By Riley McDermid
The University of California is swimming in $17.2 billion of debt after leveraging many of its assets to fund pensions, make necessary repairs to its buildings and infrastructure, and embark on a sweeping building boom.
That’s led regents to push the system to rethink its borrowing policy, something the UC has been arguing against, saying they would have been remiss not to take advantage of historically low interest rates and government programs to build during boom times.
“If we had not taken advantage of that and had to build buildings out of our operating budget, it would have been a risky or foolish way of doing it,” CFO Nathan Brostrom said in an interview this week with the Bay Area News Group.

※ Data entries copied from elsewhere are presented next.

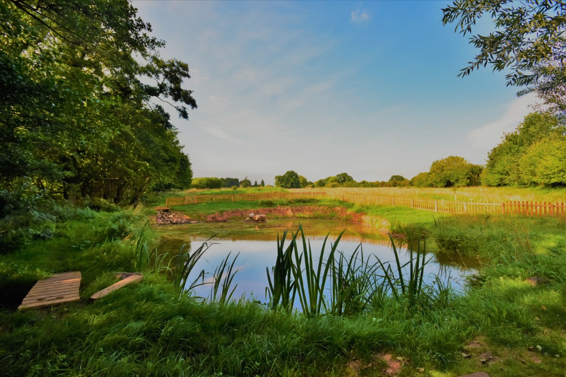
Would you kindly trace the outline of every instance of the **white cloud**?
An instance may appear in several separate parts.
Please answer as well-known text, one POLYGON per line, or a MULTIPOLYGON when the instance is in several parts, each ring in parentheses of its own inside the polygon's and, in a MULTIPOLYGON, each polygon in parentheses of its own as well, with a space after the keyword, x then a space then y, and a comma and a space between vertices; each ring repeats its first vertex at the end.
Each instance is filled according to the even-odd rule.
POLYGON ((352 11, 350 16, 350 21, 355 24, 361 24, 363 23, 370 22, 371 21, 371 17, 368 14, 366 10, 361 10, 358 8, 355 11, 352 11))
POLYGON ((530 107, 537 102, 534 94, 515 98, 505 106, 504 112, 497 119, 475 128, 468 134, 468 141, 475 148, 492 148, 501 141, 505 132, 514 129, 527 114, 534 110, 530 107))
POLYGON ((216 137, 237 142, 239 144, 244 144, 242 141, 234 138, 225 131, 219 129, 218 128, 216 128, 216 127, 203 127, 203 129, 208 133, 213 135, 213 136, 216 136, 216 137))
POLYGON ((225 97, 219 97, 218 96, 210 96, 208 99, 217 102, 225 102, 228 101, 228 99, 225 97))

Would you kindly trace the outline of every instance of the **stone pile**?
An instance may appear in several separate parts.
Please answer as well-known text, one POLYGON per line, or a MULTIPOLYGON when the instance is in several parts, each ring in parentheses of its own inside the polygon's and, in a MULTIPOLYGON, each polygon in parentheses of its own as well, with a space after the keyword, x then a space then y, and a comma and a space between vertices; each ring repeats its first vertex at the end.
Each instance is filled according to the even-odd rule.
POLYGON ((170 224, 195 224, 199 222, 191 220, 190 218, 180 212, 173 212, 169 208, 158 207, 156 220, 157 225, 169 225, 170 224))

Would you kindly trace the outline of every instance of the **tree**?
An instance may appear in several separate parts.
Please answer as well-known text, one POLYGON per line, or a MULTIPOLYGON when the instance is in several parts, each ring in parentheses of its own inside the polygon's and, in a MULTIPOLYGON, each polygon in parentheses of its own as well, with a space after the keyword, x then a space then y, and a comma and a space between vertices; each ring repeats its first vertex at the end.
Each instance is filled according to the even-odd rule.
POLYGON ((222 187, 222 179, 215 177, 195 178, 192 187, 198 189, 218 189, 222 187))
POLYGON ((275 176, 275 187, 283 188, 301 188, 299 175, 293 170, 289 170, 283 175, 275 176))
POLYGON ((566 135, 537 141, 519 159, 518 167, 525 184, 566 186, 566 135))
POLYGON ((299 182, 301 184, 301 188, 306 187, 310 183, 308 180, 302 175, 299 176, 299 182))
POLYGON ((482 173, 482 184, 504 186, 528 184, 534 182, 521 172, 519 161, 531 145, 553 135, 566 132, 566 127, 556 118, 538 112, 529 114, 512 132, 488 154, 486 168, 482 173))
POLYGON ((221 179, 222 179, 222 187, 238 187, 240 185, 240 180, 237 178, 221 178, 221 179))
POLYGON ((545 80, 563 79, 563 75, 544 77, 544 72, 538 69, 558 63, 559 71, 564 72, 566 5, 563 1, 456 0, 442 11, 443 23, 456 23, 454 31, 459 31, 464 36, 471 34, 472 27, 484 15, 495 20, 495 31, 487 36, 476 34, 470 38, 470 43, 479 52, 459 76, 468 75, 488 64, 494 71, 511 68, 505 76, 507 85, 527 85, 530 88, 528 92, 535 90, 545 80))
POLYGON ((6 0, 0 19, 0 188, 31 181, 118 202, 190 184, 177 131, 153 104, 188 118, 188 67, 159 57, 164 42, 131 4, 6 0))
POLYGON ((251 181, 247 179, 247 176, 240 182, 240 187, 243 187, 244 188, 251 187, 251 181))
POLYGON ((472 174, 477 175, 481 167, 474 165, 460 156, 448 156, 431 165, 427 181, 433 187, 469 186, 472 174))
POLYGON ((389 178, 389 182, 402 182, 407 180, 407 179, 402 175, 392 175, 389 178))
POLYGON ((336 182, 339 184, 342 184, 346 182, 353 182, 354 179, 348 175, 347 173, 340 173, 336 175, 336 182))

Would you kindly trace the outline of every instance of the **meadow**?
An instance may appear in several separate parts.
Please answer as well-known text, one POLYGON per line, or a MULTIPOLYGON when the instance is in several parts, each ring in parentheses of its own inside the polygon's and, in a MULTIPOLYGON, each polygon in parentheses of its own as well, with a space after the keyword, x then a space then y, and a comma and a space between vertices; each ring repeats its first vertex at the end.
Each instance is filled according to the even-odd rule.
MULTIPOLYGON (((164 201, 156 196, 152 205, 164 201)), ((324 200, 308 205, 340 203, 324 200)), ((453 377, 478 371, 492 377, 563 375, 564 219, 433 216, 406 207, 341 203, 352 212, 386 219, 392 231, 412 239, 415 256, 426 239, 427 250, 447 257, 476 257, 483 264, 464 294, 433 284, 422 286, 417 294, 418 274, 405 276, 404 288, 394 270, 388 280, 383 271, 358 269, 359 263, 350 265, 349 270, 327 268, 316 261, 321 250, 309 250, 301 242, 290 249, 284 247, 289 243, 274 243, 273 263, 267 266, 275 267, 274 274, 271 284, 266 276, 266 287, 278 301, 266 305, 249 298, 228 300, 229 283, 222 287, 225 279, 219 279, 217 294, 203 300, 179 291, 183 277, 175 275, 175 267, 186 266, 189 255, 181 250, 185 259, 176 259, 152 251, 159 228, 145 225, 155 213, 151 207, 77 210, 58 224, 53 238, 0 255, 0 375, 380 376, 391 355, 403 366, 399 376, 453 377), (310 263, 308 271, 301 274, 296 263, 294 268, 285 267, 289 258, 296 262, 301 255, 310 263), (311 302, 325 269, 326 279, 342 281, 341 292, 346 294, 319 291, 318 300, 311 302), (81 301, 14 310, 18 293, 36 279, 72 270, 83 273, 81 301), (140 271, 144 281, 96 302, 87 298, 113 283, 113 272, 118 271, 140 271), (281 273, 275 274, 277 271, 281 273), (340 271, 345 273, 332 275, 340 271), (383 279, 375 279, 379 276, 383 279), (538 285, 525 281, 533 276, 541 278, 538 285), (303 280, 294 285, 295 294, 305 298, 301 311, 285 304, 293 292, 289 279, 303 280), (387 289, 376 291, 376 283, 387 289)), ((248 208, 260 203, 185 207, 212 213, 227 204, 248 208)), ((337 266, 340 255, 335 257, 337 266)), ((342 262, 344 266, 350 261, 342 262)))

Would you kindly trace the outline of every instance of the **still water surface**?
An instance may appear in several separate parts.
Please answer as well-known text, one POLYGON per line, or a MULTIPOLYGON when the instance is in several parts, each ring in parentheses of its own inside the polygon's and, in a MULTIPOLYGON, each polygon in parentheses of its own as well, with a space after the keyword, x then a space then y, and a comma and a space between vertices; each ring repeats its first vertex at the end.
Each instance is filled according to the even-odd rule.
MULTIPOLYGON (((387 235, 370 227, 337 220, 272 220, 265 223, 236 221, 160 227, 158 231, 162 237, 157 248, 160 252, 174 254, 178 252, 181 245, 186 244, 192 252, 214 236, 209 241, 209 244, 213 244, 195 267, 194 276, 189 280, 192 281, 198 272, 204 269, 209 273, 208 279, 210 281, 215 268, 229 253, 231 252, 230 259, 239 253, 235 267, 240 271, 234 279, 233 284, 238 285, 233 297, 238 298, 245 296, 264 302, 266 301, 267 286, 265 267, 269 267, 271 272, 272 266, 275 264, 278 234, 280 236, 285 229, 289 229, 288 238, 290 239, 290 231, 296 231, 299 222, 315 255, 319 255, 327 235, 329 233, 325 250, 329 250, 329 242, 333 242, 345 229, 337 250, 349 256, 361 243, 366 258, 370 257, 370 261, 375 261, 375 258, 371 256, 374 254, 382 262, 392 262, 392 267, 395 269, 395 256, 387 235)), ((299 245, 299 247, 300 252, 302 246, 299 245)), ((403 249, 400 254, 402 264, 409 260, 406 250, 403 249)), ((427 259, 431 257, 432 259, 424 271, 426 283, 431 282, 438 274, 444 281, 449 281, 453 287, 461 289, 464 278, 472 271, 470 268, 474 267, 473 261, 443 260, 432 254, 427 255, 427 259)), ((199 296, 206 297, 209 296, 210 290, 211 286, 206 285, 198 288, 196 293, 199 296)))

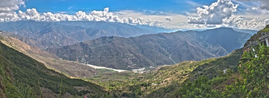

The news group reports that the amount adds up to the UC system spending around $2,200 per student for $558 million on interest alone during the 2014/15 school year. On Wednesday, regents again voiced their worries about how much debt the system can really take on and said they hoped they wouldn’t have to dip in to the system’s pension fund, like they did during the recession.
“That’s still the major vulnerability for UC,” Regent Russ Gould, a partner at a financial services firm who serves on the regents’ new Finance and Capital Strategies Committee, said, according to BANG.
Governor Jerry Brown has also in the past expressed frustration with the amount of debt the system has been accruing, saying the UC system should take a careful look at adjustments.